What if your company has developed a great breakthrough solution in the form of an app, trials are starting… and you see that the medical staff and patients are hesitant to use it? People who need to go a hospital procedure may be tired of using new applications for a particular need for just a few days. Care personnel always have a lot on their plate and may also be unwilling to start using some yet another new tool… So we’d like to share some ideas on how the design of the solution becomes one of the factors that encourages stakeholders to use it.
We have developed BuddyCare, a solution that makes care pathways mobile and saves time and brings a piece of mind both to the care personnel and hospital patients. Nurses spend a lot of time on phone calls with patients before and after important procedures, give them printed instructions. However, patients still tend to be confused about how to prepare and where and when they should appear for the procedure. So instead of sticking to the old-fashioned paper forms, instructions and phone calls, both medical personnel and patients use BuddyCare which automates the communication before and after important procedures. But, how did we design it so that everyone would be encouraged to use the BuddyCare app?
It’s all about “proportional and tonal harmony” when it comes to public desirability level of a product design. At Buddy Healthcare, we don’t believe in Goodness or Badness; however, we do believe in Desirability and Undesirability. That’s where sensation, perception, and recognition procedures of human brain is taken into account as the key components of the design desirability level and the user learning process. The main grammar rule in BuddyCare design language is to transform the user learning process from its ultimate complex level down to habituation level in the shortest possible time. That’s why we are inspired by recognizability features of basic geometrical shapes and psychological properties of popular colours.

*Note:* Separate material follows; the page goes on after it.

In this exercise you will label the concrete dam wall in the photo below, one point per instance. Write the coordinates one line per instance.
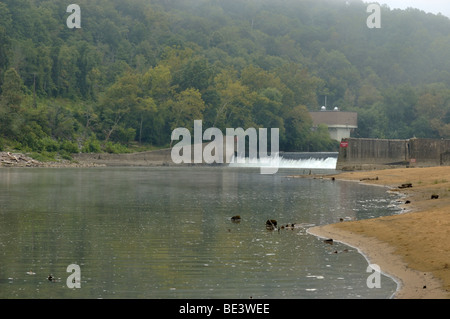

We believe the design should be always intuitive enough to fluently guide the user’s brain towards the intended point, and at the same it should be complex enough to feed the user’s brain with gamified procedures and new materials. That’s why on each view of our product, we focus to fluently deliver not more than what the user exactly needs to desirably sense, perceive, and recognize. Beside all these mental considerations, we believe physical abilities and disabilities of the users should be also taken into account as an important aspect. That’s why our design language is formed in a way to provide easy access to majority of our product features; considering different kind of users’ physical conditions. We believe our product should be easily and desirability used by all kind of humans worldwide. There are so many guidelines for achieving such goal, but we are adding our own as well.